None of the lights turn on. I haven't tried it without RAM to be honest. Let me try it out. Could it be cause of the RAM?


----------



## Wrench97 (May 10, 2008)

The way it's acting, I don't think is ram, incompatible ram normally starts and hangs post leaving a ram fault code on the diag lights.

Make sure you counting to the 10th row of pins from the correct direction.


----------



## Matteus (Jan 21, 2009)

i am counting correctly for sure. i dont have an idea why it is doing this fault. any ideas?


----------



## Wrench97 (May 10, 2008)

If the heat sink was removed from the CPU and new thermal paste was not applied the CPU can heat up in seconds, Also the board is from the vintage when Dell had a big issue with capacitors failing check the caps for any signs of domed tops, leakage, missing cans> Check the Capacitors on the motherboard for any signs of leakage, domed tops, missing cans.> Badcaps.net - How To Identify


----------



## Matteus (Jan 21, 2009)

All capacitors seem to be ok but I gave up now!


----------



## jjl09 (May 11, 2011)

I have the same model of board foxconn ls-36 but it's a socket 775, i also am trying to start it by shorting the pins, i just want to check that i only need to short pins 19 and 20 with a clip is that correct, thanks for any help.

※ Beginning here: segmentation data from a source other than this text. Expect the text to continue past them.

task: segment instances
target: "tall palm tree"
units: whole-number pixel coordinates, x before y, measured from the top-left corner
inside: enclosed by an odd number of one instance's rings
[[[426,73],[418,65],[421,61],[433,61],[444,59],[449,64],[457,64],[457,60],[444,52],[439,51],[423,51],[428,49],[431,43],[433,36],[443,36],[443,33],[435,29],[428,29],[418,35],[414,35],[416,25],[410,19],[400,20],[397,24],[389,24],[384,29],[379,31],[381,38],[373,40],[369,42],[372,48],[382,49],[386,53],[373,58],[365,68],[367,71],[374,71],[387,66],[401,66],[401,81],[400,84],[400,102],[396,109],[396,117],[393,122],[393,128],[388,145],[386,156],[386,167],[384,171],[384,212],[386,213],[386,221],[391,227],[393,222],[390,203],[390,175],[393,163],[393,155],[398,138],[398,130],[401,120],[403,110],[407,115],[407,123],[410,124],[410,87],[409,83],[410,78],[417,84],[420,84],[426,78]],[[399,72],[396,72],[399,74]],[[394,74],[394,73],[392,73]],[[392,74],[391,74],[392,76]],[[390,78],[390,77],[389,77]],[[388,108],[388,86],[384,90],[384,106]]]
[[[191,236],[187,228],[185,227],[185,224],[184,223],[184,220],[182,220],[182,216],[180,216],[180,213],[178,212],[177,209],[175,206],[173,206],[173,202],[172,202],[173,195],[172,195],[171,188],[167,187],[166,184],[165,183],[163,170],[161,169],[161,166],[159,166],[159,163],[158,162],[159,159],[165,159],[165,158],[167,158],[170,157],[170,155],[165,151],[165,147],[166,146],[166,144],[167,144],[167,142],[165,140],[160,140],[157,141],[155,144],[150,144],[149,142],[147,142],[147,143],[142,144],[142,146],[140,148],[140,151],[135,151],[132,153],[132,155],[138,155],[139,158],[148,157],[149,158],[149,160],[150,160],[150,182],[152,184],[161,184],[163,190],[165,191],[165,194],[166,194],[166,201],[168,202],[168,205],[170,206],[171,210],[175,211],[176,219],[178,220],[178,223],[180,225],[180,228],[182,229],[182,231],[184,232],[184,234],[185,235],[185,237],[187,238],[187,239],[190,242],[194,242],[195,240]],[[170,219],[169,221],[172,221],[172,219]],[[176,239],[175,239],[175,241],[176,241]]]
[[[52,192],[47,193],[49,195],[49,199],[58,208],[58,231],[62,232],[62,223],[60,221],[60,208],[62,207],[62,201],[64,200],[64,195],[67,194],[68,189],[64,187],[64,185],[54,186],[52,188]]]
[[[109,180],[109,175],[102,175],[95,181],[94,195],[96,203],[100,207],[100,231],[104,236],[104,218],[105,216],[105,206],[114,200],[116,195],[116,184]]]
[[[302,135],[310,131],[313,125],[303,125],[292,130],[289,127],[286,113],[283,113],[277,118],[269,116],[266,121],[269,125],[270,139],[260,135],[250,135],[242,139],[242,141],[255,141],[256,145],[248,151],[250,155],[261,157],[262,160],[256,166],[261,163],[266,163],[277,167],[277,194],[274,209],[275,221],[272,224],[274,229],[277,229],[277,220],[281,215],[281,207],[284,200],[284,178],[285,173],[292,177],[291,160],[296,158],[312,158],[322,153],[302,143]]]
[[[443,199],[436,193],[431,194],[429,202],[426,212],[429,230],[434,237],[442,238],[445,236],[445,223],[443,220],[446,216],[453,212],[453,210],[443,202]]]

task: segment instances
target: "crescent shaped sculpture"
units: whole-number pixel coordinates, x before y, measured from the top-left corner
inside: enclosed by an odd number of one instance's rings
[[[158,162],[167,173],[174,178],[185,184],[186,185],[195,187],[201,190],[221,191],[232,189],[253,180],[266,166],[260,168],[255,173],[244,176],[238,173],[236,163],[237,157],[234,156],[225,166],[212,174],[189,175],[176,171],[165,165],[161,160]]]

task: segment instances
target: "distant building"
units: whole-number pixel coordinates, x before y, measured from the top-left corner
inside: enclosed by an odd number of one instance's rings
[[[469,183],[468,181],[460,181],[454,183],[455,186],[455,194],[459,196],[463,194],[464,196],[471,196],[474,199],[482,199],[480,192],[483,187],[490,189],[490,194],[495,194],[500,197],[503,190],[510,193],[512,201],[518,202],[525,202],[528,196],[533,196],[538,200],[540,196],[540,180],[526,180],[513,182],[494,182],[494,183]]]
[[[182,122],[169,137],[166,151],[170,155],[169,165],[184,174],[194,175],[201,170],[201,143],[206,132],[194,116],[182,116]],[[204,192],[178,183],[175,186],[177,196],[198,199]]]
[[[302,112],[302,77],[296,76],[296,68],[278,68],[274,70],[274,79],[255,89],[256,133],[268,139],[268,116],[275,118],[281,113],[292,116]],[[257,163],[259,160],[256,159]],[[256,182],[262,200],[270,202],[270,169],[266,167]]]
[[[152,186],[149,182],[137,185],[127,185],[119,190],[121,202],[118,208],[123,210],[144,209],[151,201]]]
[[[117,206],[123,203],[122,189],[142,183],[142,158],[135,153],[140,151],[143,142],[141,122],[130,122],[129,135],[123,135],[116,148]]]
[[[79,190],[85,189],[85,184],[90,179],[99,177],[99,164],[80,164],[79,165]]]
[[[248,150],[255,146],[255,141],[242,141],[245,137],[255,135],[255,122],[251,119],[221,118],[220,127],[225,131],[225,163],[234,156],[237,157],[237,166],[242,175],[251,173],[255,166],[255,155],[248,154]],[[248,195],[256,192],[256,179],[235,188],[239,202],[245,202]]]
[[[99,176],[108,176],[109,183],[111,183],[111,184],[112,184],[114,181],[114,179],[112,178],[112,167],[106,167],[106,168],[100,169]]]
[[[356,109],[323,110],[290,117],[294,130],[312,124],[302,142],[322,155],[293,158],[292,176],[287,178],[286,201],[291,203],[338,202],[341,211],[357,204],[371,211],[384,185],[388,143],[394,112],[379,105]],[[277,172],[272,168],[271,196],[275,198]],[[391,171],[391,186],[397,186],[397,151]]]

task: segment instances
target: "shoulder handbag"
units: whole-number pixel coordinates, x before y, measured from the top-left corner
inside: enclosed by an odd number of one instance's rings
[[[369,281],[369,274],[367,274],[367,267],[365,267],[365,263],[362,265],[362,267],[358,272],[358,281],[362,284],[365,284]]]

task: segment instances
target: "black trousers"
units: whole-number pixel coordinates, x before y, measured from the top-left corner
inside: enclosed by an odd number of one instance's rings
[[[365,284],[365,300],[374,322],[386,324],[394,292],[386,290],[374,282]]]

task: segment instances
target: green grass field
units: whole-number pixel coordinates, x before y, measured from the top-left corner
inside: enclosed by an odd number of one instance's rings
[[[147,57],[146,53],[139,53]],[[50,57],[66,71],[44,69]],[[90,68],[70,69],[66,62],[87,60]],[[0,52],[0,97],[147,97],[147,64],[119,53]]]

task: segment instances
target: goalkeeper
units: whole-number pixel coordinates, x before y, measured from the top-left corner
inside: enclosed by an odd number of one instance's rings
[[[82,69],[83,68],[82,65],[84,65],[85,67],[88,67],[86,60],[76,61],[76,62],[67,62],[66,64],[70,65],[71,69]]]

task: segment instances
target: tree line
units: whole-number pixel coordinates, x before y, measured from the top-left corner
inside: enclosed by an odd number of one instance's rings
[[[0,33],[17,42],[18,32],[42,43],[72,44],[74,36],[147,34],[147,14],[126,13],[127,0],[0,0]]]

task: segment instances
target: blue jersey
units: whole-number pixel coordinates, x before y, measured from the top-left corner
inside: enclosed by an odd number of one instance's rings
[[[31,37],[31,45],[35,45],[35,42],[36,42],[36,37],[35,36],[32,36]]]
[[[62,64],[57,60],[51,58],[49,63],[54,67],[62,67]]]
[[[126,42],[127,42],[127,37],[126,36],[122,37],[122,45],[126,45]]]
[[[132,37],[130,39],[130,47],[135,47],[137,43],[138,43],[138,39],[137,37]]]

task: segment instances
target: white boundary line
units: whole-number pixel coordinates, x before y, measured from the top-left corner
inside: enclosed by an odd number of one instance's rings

And as for your problem about it turning off maybe you need to actually jumper the pins, maybe you are shorting the pins then taking the clip off like you would in a standard atx mobo?


----------



## Wrench97 (May 10, 2008)

No you don't jumper the pins, LS36 is Foxconn's designation for contract built Dell boards not a model number.

Should be pins 19 and 20 but that's info cleaned from trail and error Dell does not publish any pinouts for the board or case.


----------



## jjl09 (May 11, 2011)

Thanks for reply. I see about ls36 then, it's model nos, cn-0n4846-13740-47u-ooun it's from a GX280 so i believe. 

Well i just tried to short 19 + 20 but nothing, there is one solid amber LED that comes on when i switch power on which from what i can find out is the right colour. I have my own stick of generic DDR2 and a Pentium 4D and my own cheap 500W PSU but nothing when i try to jump it. If i take out the stick of ram and jump then no beeps, so it's seems either the PSU or CPU or board itself. I think you are correct with 19 + 20. From a bit of googling it's seems dell boards maybe picky about the PSU it uses even though the LED is coming on?? Aprreciate any help, nobody seems specialised with this apart from yourself that i can find.


----------



## Wrench97 (May 10, 2008)

Not so the PSU after the Pentium III days(Not counting the XPS models), but very picky about ram, but it should still beep with out any installed.

They are also picky about CPU's the Dell Bios won't support any CPU Dell didn't intend to use on the board so if the FSB is 800 and the board was for a 533 it probably won't work.
The GX260/280's are also well known for Capacitor issues> Check the Capacitors on the motherboard for any signs of leakage, domed tops, missing cans.> Badcaps.net - How To Identify

Are you setting this up outside the case on the bench?
Most of these boards do not fair well in a retail case.


----------



## csi (Jun 20, 2011)

got the same board of ebay thanks for the info on the pins iwill give it a try.


----------